Many spoke of Jean’s character and faith, and the family’s rearing of an “exemplary student, mentor and teacher,” but among the prayers and remarks were calls for justice.
The service comes at the time when many are poking holes in the claims of Amber Guyger the officer who killed Jean in his own apartment.
Shaun King tweeted a video that showed that the change in the story from the apartment door being closed and unlocked first, and then open, was impossible because all the apartment doors in the building were automatically shut.
“To hear that his door was open, he would never and have the lights off, he would never do that,” said Allisa Jean, Botham’s sister, in an interview shortly after his death.
“One of the things I would like is for Amber to come clean. Just surrender,” said Allison Jean, Botham’s mother.
Justice was, in part, preached from the pulpit during a eulogy delivered by Sammie Berry from Dallas West Church of Christ.

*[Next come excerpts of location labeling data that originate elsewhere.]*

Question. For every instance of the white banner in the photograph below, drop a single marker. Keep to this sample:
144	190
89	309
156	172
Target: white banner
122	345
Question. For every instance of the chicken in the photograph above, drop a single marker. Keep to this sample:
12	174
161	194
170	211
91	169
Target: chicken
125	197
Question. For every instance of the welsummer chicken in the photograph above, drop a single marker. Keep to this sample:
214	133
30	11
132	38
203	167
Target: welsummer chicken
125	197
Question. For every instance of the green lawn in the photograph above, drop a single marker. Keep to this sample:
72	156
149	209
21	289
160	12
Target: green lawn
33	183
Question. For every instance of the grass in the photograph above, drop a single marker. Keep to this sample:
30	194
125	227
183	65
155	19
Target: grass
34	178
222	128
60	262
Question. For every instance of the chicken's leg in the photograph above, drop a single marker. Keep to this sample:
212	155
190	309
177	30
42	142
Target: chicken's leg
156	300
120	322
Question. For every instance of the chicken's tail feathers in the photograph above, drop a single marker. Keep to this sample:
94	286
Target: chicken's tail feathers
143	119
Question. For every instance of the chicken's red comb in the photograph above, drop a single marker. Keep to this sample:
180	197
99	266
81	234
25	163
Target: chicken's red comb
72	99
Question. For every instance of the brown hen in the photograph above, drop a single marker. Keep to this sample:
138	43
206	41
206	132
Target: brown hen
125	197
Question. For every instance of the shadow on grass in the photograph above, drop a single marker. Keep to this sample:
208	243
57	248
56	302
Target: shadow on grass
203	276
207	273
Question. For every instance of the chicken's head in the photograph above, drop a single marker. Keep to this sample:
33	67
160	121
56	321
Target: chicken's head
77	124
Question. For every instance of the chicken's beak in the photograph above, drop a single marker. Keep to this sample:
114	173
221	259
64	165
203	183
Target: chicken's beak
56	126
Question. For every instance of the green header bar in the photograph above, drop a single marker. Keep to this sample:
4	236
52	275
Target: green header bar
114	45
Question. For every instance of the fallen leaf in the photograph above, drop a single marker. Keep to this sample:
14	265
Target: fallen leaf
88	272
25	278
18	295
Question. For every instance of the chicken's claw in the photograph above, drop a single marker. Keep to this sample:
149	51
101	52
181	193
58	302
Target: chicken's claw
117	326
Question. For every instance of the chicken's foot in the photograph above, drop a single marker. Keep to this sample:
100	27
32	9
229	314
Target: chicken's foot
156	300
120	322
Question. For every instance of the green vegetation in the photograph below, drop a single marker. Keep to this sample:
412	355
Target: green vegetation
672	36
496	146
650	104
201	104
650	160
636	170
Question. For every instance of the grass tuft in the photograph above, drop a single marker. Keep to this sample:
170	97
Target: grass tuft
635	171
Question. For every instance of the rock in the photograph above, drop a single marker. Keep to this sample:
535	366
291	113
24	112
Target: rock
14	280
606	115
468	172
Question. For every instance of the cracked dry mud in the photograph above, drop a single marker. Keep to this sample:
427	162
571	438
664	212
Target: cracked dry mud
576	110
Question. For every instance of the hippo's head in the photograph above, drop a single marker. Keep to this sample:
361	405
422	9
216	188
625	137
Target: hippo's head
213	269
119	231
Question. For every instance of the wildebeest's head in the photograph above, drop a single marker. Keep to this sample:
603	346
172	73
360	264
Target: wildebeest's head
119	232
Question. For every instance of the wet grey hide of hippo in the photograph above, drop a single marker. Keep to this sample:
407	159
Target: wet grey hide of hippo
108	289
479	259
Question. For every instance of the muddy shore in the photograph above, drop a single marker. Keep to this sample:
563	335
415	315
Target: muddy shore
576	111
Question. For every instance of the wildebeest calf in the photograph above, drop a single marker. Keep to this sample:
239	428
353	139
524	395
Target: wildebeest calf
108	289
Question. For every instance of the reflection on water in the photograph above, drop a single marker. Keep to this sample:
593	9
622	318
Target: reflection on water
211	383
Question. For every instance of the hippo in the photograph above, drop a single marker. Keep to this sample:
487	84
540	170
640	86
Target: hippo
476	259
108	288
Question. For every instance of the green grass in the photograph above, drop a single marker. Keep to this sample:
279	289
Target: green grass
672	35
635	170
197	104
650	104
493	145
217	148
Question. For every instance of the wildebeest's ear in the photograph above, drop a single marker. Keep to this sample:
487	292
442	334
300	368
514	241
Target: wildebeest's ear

“That apartment complex, the state, the city, the police department, the community should take action,” Berry said to a standing ovation.
“If we need to take action, protests should be peaceful. I say that because that was Botham. He would do it peacefully.”
Botham’s uncle, a politician in St. Lucia, described the news of his death as a “nuke that has been unleashed by someone charged to protect”, and described the officer as having a “quick to trigger finger.”
A family friend, Dane Felicien, who spoke charged all to love and not overreact with deadly force.
“Botham Shem Jean was not a silhouette,” he said.
A standing ovation followed.
Jean received his bachelor’s degree in business administration, accounting, and management information systems from Harding University in Searcy, Ark., according to his LinkedIn page.
He started as an intern at PwC, later becoming an employee.
PwC U.S. Chairman and Senior Partner Tim Ryan was present at the funeral and talked about the effect Jean had on 55,000 people around the globe and that they would stand with the family while they search for accountability:
Ryan said that Jean has inspired people to change their actions to live like he did, and that he is now a “spark to help others care more, put aside their differences, understand each others experience.”
He additionally said that Botham was a hero, and a model for empathy and understanding, not violence.
“We stand with you as you find answers to why he was taken from us,” Ryan said.
Jean began working at PwC full-time right after the police shootings of Philando Castile and Alton Sterling in July 2016, and the company held talks about race.
The PwC Foundation has contributed toward the cost of Jean’s memorial service and the company will make a $50,000 contribution to a scholarship fund that Jean’s family established in the 26-year-old’s honor.
Representatives from the city of Dallas, including Mayor Mike Rawlings, County Judge Clay Jenkins, police chief Renee Hall, state representatives and senators were present at Jean’s funeral as well.